A large slow inductor will not be able to efficiently feed a fast pulse system like a plasma focus. It is better suited for tokameks. Over a decade of effort was put into the so-called plasma opening switch. The idea was to charge an inductive energy store and switch it to the load. The problem with inductors and fast pulses is the coupling. Plasma opening switches have an efficiency limit of 25%. The switch limits the efficiency to 25% when the switch is perfect. Marx technology has an efficiency limit of 33%. Regular RLC banks can do better depending on the match to the load.

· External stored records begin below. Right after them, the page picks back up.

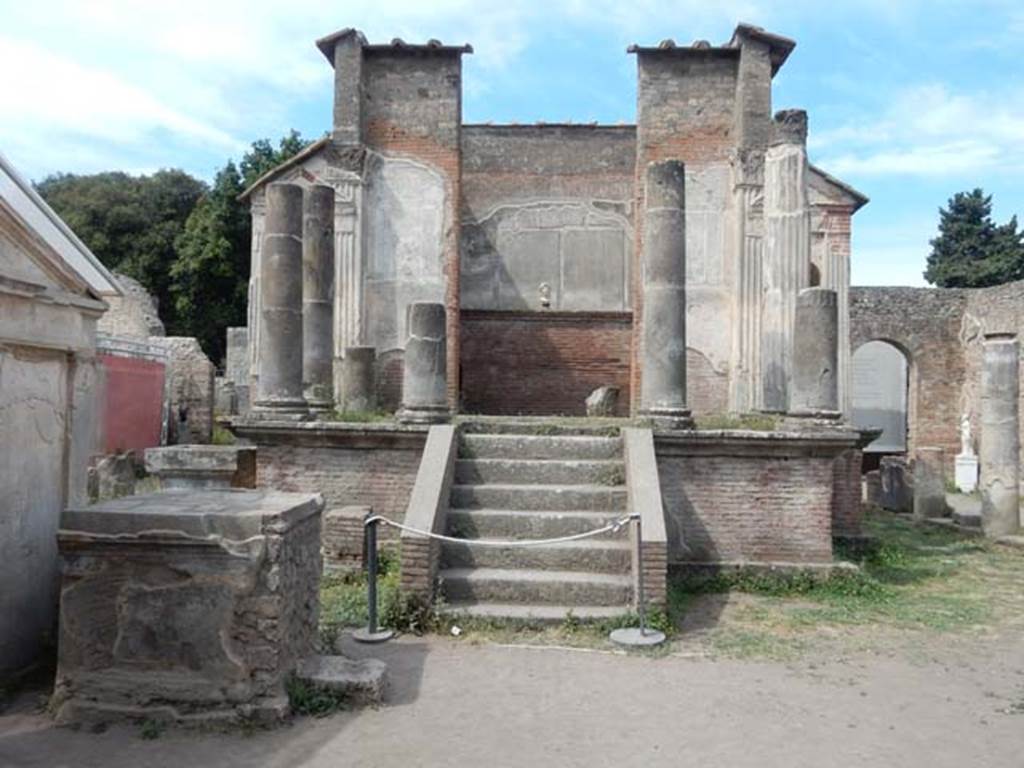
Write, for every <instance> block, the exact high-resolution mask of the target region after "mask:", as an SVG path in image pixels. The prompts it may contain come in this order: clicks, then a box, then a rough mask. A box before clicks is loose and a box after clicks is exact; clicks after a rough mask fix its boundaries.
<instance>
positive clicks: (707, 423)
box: [694, 414, 778, 432]
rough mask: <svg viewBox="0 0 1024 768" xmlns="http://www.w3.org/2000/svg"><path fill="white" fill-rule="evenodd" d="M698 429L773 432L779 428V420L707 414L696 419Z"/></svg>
mask: <svg viewBox="0 0 1024 768" xmlns="http://www.w3.org/2000/svg"><path fill="white" fill-rule="evenodd" d="M694 421H695V423H696V427H697V429H712V430H719V429H751V430H754V431H756V432H771V431H772V430H773V429H775V428H777V427H778V419H777V418H775V417H774V416H772V415H771V414H738V415H736V414H705V415H703V416H697V417H695V418H694Z"/></svg>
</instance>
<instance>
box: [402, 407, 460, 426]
mask: <svg viewBox="0 0 1024 768" xmlns="http://www.w3.org/2000/svg"><path fill="white" fill-rule="evenodd" d="M394 416H395V418H396V419H397V420H398V421H400V422H401V423H402V424H445V423H447V422H450V421H451V420H452V412H451V411H450V410H449V407H447V406H402V407H401V408H400V409H398V412H397V413H396V414H395V415H394Z"/></svg>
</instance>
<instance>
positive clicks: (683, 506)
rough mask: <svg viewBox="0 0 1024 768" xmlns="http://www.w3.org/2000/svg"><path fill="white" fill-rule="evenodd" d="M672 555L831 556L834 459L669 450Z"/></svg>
mask: <svg viewBox="0 0 1024 768" xmlns="http://www.w3.org/2000/svg"><path fill="white" fill-rule="evenodd" d="M657 468H658V474H659V476H660V480H662V496H663V500H664V503H665V517H666V528H667V530H668V535H669V562H670V563H681V562H693V563H714V562H736V561H748V562H750V561H754V562H791V563H829V562H831V557H833V549H831V493H833V471H834V470H833V461H831V460H830V459H818V458H786V457H779V458H771V457H748V458H743V457H736V456H721V457H718V456H667V455H665V454H664V453H663V452H662V451H658V460H657Z"/></svg>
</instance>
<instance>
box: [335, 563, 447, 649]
mask: <svg viewBox="0 0 1024 768" xmlns="http://www.w3.org/2000/svg"><path fill="white" fill-rule="evenodd" d="M378 567H379V575H378V578H377V622H378V624H379V625H380V626H381V627H384V628H387V629H390V630H396V631H398V632H413V633H417V634H420V633H423V632H429V631H431V630H432V629H433V628H434V627H435V626H436V620H435V611H434V608H433V606H431V605H429V604H427V603H425V602H424V601H422V600H419V599H417V598H415V597H413V596H410V595H406V594H403V593H402V592H401V590H400V589H399V586H398V585H399V569H398V559H397V557H396V556H395V555H394V554H393V553H392V552H390V551H388V550H382V551H381V552H380V555H379V557H378ZM369 620H370V613H369V609H368V602H367V574H366V572H364V571H354V572H349V573H340V574H335V575H327V577H325V578H324V579H323V580H322V582H321V625H319V632H321V639H322V641H323V642H324V645H325V646H326V647H332V646H333V644H334V642H335V641H336V640H337V638H338V636H339V635H340V634H341V632H342V630H345V629H352V628H355V627H366V626H367V623H368V622H369Z"/></svg>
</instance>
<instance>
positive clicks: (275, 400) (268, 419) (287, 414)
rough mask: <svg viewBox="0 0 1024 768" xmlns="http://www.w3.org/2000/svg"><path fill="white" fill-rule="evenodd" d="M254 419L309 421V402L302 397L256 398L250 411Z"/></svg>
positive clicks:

Diamond is unobtainable as a practical switch at the moment. The material is mature enough to be used as a switch but the trigger is a problem. Diamond cannot be doped n I believe so you need to trigger it with UV photons, e-beams ,etc. The switch is only on for as long as the photons are present when operating at high voltage stand off. You need a high power UV laser below 200 nm, a flash lamp or particle beam system. The military invested heavily in diamond and it fell on its sword. For someone that’s saying I’m being negative, again, I’m speaking from experience. My employer worked on diamond switching for a decade or more. The trigger is the show stopper right now. A laser could be built to do the necessary triggering but it would be high power and high rep rate. Not a good combination.

SiC holds a great deal of promise but I don’t think it will reach the necessary voltage without stacking the switches in series which is the problem with Si switches. When you run switches in series you run the risk of jitter and the voltage showing up across one switch. A 20 kV switch does not like having 40 kV across it for long. This is the problem of solid state. Gas switches self break above their rated voltage and recover. Gas has not organization to it so who cares if it arcs. In fact, the switches use arcs to carry the current. Solid state switches arc under self break and solid materials don’t recover. There are tricks to avoid this problem but it takes someone steeped in solid state pulse power technology to make it work. Even the masters stay away from high voltage, high current because of the risk and cost.